- A trader on Aave has lost $50 million in a single trade due to extreme slippage caused by his unusually large transaction.
- Founder Stani Kulechov sympathised with the trader and pledged to refund the $600,000 in fees, but says the system “functioned as intended.”
A trader on Aave has lost over $50 million in one of the most disastrous DeFi trades after his unusually large transactions caused a massive price slippage.
On-chain data shows that on Thursday, the trader swapped $50,432,688 in aEthUSDT for aEthAAVE. The first is an interest-bearing token representing USDT deposited on Aave, while the latter represents AAVE tokens deposited on the network’s lending protocol. The trade was placed on the CoW protocol, a swap engine that finds the best price by competing solvers.
However, due to thin liquidity on the relevant pools, the transaction triggered a massive slippage, swapping his tokens for 327 aEthAAVE, worth a little more than $36,000. On-chain data shows that the $50 million lost was captured by arbitrage traders, who made at least $43 million according to BlockSec, and by MEV bots. The protocol generated over $600,000 in fees.
This is unbelievable!
Someone swapped 50.43M aEthUSDT for only 327.241 aEthAAVE ($36K), losing $50.4M.

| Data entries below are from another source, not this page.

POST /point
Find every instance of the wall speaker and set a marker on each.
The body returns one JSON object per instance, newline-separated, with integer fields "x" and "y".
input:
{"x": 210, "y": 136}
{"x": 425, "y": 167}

When trading on Aave, users are clearly warned about high slippage, and they must check the checkbox to confirm the risk of loss before the trade can go through.
But the user… pic.twitter.com/d6gzyTfzK9
— Lookonchain (@lookonchain) March 13, 2026
Slippage in DeFi occurs when an asset’s price changes during a trade’s execution. It’s caused by a transaction that is significantly larger than the available liquidity, or by market manipulation. This can be avoided by splitting large orders into smaller transactions or by setting the maximum slippage tolerance.

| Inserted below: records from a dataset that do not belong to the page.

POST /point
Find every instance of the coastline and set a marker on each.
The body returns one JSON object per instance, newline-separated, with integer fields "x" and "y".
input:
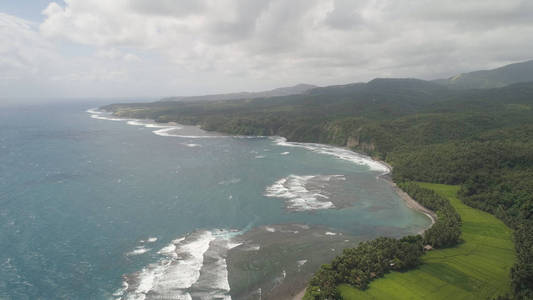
{"x": 409, "y": 201}
{"x": 387, "y": 169}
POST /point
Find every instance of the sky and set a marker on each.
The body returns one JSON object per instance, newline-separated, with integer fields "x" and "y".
{"x": 158, "y": 48}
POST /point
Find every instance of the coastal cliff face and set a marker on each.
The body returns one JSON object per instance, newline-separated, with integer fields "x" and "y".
{"x": 350, "y": 133}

Aave Founder: Platform Worked as Intended
Founder Stani Kulechov has responded to the catastrophic trade, sympathizing with the trader and pledging to refund the $600,000 the platform had received as fees.
However, Kulechov maintained that his platform worked as intended. It warned the trader about the slippage and required him to confirm before the trade was executed.
“The user confirmed the warning on their mobile device and proceeded with the swap, accepting the high slippage, which ultimately resulted in receiving only 324 AAVE in return,” Kulechov revealed.
Earlier today, a user attempted to buy AAVE using $50M USDT through the Aave interface.
Given the unusually large size of the single order, the Aave interface, like most trading interfaces, warned the user about extraordinary slippage and required confirmation via a checkbox.…
— Stani.eth (@StaniKulechov) March 12, 2026
He added that the CoW Swap routers “functioned as intended, and the integration followed standard industry practices.”
These kinds of slippages occur in DeFi but are usually much smaller and never make the news, Kulechov says. They showcase the best and worst of DeFi: users are allowed to transact freely without a central entity, but on the flip side, they lack the guardrails offered by traditional platforms. Kulechov called on the industry to develop stronger protections for users to prevent similar cases.
The leading DeFi protocol has been rocked by leadership struggles in recent months, with Kulechov-led Aave Labs being blamed for hindering decentralized operations. BGD Labs and Aave Chan Initiative, both contracted by the Aave DAO to support technical development and security operations, have announced their departures, as CNF reported.